A 20-year veteran of her field, Landau had seen a variety of drug shortages come and go during her career, but nothing of this magnitude, and never with such little warning: “Suddenly, we’re being told this one drug—the one we’ve been using for decades, that we know best how to give, how fast it kicks in, we can do it with our eyes shut—suddenly, we’re being told we won’t have that drug.” Within days, anesthesiologists at hospitals across North America were conferring about the same problem over social media; many were throwing out short-term fixes that were risky in their own right—putting delivering mothers under general anesthesia, for example. Landau thought the field had moved past such practices decades ago.
Such shortages may seem unfathomable in America where, when it comes to health care, we seemingly spare no expense—shelling out $3.3 trillion in 2016—and muse about the promising future of precision medicine. But even in our staggeringly costly and ambitious health care system, the bupivacaine shortage is not an outlier. Rather, it’s the new norm. Increasingly, the low-cost essential medicines that we’ve used for years—a category known as generic sterile injectable drugs, considered the “bread and butter” of hospital care—are in short supply.
As of last count, there were 202 medicines on the drug shortage list. They include a bafflingly wide array of medical staples such as epinephrine, morphine, and sterile water. Already in short supply, the nation’s stocks of saline—the saltwater solution used to administer other drugs through IV lines—fell perilously low after Hurricane Maria crippled its main manufacturer’s ability to get product and empty bags out of Puerto Rico. Sodium bicarbonate, another indispensable product—essentially baking soda in solution—that is used in heart surgeries and for kidney-failure patients, was likewise in critical shortage last summer. (Australian imports have helped, but the product remains on the shortage list today.) This year hospitals are struggling to get injectable opiates, which hospitals and hospices use to manage the pain of serious injury, surgery, and terminal disease.
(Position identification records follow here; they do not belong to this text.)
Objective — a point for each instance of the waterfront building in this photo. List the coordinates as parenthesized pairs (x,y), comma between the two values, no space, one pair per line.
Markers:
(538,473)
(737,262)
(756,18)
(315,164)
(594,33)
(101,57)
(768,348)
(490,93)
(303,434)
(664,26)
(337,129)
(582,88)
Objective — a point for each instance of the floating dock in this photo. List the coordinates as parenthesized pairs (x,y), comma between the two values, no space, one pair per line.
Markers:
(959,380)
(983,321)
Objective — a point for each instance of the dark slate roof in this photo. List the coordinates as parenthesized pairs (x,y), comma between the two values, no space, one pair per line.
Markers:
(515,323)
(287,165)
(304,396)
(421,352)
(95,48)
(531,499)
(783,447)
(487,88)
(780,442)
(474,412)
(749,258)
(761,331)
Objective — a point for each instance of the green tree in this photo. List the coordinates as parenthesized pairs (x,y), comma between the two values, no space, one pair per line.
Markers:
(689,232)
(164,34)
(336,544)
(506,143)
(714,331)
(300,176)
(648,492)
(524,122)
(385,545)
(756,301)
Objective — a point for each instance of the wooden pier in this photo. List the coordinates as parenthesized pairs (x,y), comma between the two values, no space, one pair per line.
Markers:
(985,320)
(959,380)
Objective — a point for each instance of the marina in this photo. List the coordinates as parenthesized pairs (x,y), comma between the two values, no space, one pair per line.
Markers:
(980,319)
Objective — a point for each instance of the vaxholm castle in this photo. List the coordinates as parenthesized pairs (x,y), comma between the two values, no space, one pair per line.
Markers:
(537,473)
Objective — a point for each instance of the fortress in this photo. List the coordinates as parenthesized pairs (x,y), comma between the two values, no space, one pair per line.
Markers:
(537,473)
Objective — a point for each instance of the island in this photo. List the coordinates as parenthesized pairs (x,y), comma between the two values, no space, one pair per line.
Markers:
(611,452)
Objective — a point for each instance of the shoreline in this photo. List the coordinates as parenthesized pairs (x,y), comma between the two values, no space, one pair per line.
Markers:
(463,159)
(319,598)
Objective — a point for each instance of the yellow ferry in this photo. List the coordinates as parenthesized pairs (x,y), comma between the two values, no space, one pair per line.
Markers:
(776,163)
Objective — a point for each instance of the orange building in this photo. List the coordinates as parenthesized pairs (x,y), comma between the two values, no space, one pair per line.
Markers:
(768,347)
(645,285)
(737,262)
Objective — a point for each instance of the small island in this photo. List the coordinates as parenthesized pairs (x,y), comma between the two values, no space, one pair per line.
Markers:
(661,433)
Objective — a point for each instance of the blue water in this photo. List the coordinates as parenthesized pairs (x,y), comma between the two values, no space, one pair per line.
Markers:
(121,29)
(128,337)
In Ohio, at Dayton’s Miami Valley Hospital, a top-tier trauma center, ER nurses can’t get their hands on medicines they’ve used for years. They’re short of ondansetron, a first-line anti-nausea medication, for which they’ve had to substitute another drug that can cause side effects and irritate some patients’ veins. There isn’t any diltiazem, a one-time staple to treat rapid heart rate. (The drug doctors now use instead—metoprolol—isn’t safe for some people.)
“We’ve stepped back in time,” says Karen Pearson, who has worked on the ward for 38 years. When patients say they have allergies to the only available drugs, Randy Marriott, an emergency physician, now feels he has to press them: Is this a true allergy or just a sensitivity? “It’s ridiculous,” he tells Fortune. “This is not an infrequent conversation I have. ‘Can I give you this drug that will give you miserable side effects to relieve your pain? Because today I don’t have another drug to give you.’”
The problem is testing health care networks, large and small. Chris Snyder, Cleveland Clinic’s seasoned drug shortage specialist, says the situation is as bad as it has ever been; on average, a shortage crops up at the state-of-the-art system every weekday. According to an October survey from the Institute for Safe Medication Practices, shortages have prevented 71% of practitioners from providing recommended drugs or treatment and frequently delay care. “Our primary responsibility is taking care of patients,” fumes Debbie Simonson, VP of pharmacy services at Ochsner Health System in Louisiana. “That becomes a challenge when we’re making sure we can get a drug to take care of them.”
There’s another thing these drugs have in common, though. They’re almost all produced by America’s largest pharmaceutical company, Pfizer (No. 57 on this year’s Fortune 500). Indeed, as of May 11, the company, which is also the world’s largest maker of sterile injectable drugs, had 370 products that are depleted or in limited supply, 102 of which the company has indicated will not be available until 2019.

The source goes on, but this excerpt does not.